Fig. 1. RPRD1A was overexpressed in HCC samples, and its overexpression correlated with aggressive clinicopathological features.

A Real-time PCR (RT-PCR) analysis of RPRD1A mRNA expression in 24 paired primary tumor (T), para-tumor (P), and normal tissues (N) obtained from the Eastern Hepatobiliary Surgery Hospital (EHBH).
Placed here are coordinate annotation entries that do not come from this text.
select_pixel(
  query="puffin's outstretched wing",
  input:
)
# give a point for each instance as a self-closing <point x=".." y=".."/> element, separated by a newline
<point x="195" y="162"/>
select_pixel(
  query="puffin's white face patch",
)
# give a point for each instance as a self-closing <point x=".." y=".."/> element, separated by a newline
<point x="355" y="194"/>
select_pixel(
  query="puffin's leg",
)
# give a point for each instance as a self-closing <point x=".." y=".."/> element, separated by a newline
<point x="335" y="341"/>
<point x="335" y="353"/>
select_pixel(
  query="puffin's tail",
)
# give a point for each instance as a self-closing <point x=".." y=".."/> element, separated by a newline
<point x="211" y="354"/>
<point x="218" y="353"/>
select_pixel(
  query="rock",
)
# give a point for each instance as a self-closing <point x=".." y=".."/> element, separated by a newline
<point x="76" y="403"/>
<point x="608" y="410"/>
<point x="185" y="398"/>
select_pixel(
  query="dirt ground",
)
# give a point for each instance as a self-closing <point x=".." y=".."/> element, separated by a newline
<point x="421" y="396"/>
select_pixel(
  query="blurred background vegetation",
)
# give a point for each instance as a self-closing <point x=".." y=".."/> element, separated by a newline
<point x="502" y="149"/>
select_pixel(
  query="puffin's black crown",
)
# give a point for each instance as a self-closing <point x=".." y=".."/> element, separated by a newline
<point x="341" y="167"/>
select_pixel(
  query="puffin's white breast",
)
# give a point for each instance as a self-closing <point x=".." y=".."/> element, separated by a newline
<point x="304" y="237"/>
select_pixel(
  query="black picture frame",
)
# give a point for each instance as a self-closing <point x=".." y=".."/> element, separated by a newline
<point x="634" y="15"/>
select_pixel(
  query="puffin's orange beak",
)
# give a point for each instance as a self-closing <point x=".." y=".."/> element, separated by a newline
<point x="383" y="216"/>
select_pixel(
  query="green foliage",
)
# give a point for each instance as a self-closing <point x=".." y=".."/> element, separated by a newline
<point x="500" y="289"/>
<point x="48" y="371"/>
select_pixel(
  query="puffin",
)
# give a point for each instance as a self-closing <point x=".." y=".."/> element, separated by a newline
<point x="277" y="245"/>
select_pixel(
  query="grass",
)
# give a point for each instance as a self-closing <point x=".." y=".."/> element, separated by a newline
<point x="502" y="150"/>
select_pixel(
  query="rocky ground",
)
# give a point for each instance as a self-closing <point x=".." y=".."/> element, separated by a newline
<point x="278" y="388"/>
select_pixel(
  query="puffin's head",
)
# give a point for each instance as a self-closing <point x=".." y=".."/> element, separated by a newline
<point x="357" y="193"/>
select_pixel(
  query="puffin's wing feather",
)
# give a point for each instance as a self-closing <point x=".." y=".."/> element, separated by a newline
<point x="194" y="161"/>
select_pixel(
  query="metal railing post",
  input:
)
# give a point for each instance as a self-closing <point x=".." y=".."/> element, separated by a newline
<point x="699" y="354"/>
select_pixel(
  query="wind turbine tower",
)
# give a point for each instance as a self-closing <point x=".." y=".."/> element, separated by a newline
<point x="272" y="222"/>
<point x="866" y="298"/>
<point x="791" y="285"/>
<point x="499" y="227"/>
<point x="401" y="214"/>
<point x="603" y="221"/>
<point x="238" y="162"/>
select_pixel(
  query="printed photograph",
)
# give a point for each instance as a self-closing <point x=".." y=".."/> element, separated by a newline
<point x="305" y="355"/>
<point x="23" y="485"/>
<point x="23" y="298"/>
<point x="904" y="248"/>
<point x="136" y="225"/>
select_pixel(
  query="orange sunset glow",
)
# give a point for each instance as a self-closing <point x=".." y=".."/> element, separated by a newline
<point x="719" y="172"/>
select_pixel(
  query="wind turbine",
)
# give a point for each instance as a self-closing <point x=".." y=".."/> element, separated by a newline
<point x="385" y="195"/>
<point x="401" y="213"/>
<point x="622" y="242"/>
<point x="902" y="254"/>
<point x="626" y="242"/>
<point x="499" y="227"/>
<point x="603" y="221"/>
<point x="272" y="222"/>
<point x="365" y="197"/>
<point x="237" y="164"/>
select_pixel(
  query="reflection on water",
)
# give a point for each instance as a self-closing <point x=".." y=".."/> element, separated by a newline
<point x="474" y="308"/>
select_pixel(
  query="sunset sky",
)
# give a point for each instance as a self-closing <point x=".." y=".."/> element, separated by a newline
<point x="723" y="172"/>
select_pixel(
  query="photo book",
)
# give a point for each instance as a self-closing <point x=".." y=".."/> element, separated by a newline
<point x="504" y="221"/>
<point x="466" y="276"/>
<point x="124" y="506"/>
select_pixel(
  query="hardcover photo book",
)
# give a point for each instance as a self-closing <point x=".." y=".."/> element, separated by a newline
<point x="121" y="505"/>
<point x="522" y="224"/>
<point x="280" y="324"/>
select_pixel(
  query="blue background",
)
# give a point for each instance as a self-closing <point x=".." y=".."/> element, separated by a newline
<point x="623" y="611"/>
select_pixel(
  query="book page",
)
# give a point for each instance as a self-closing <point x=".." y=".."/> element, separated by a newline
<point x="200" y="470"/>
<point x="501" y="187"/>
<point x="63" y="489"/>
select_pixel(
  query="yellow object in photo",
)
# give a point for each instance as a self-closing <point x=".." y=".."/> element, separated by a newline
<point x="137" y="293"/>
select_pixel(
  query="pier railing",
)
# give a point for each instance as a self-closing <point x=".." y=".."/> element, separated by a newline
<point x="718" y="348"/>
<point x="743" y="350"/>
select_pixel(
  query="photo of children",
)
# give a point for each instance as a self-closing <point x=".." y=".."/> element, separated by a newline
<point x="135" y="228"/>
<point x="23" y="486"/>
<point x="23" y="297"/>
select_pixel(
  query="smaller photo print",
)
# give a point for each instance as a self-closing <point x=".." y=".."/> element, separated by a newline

B Western blotting analysis of RPRD1A protein expression in 9 paired HCC tumor, para-tumor, and normal tissues obtained from the EHBH. C Representative images of RPRD1A staining (score 0, 1, 2, 3) in HCC tissue microarray and the case distribution of different staining scores were shown. D, E (D) Overall survival (OS) and (E) disease-free survival (DFS) in an HCC cohort obtained from EHBH according to the RPRD1A expression, the log-rank test was used to determine significance. F RPRD1A expression in 50 paired HCC tumor and normal tissues from the TCGA database. G RPRD1A expression in 374 cases of HCC and 50 cases of normal tissues from the TCGA database. H Overall survival time in an HCC cohort with 343 cases obtained from the TCGA database according to the RPRD1A mRNA expression. I Expression of RPRD1A in tumor T1&T2 and T3&T4 in the database. J–K (J) RT-PCR and (K) western blotting analysis of RPRD1A in normal liver (N), para-tumor (P), primary tumor (T), and portal vein tumor thrombosis tissues (PVTT). L IHC staining and statistical analysis of the RPRD1A expression (score 0, 1, 2, 3) in PVTT, HCC, and para-tumor tissues. Scale bars, 200 μm. In panels D, E, H, p values were determined by the log-rank test. In panels F, G, I, the p values were determined by a two-tailed t-test. *p < 0.05, **p < 0.01, ***p < 0.001.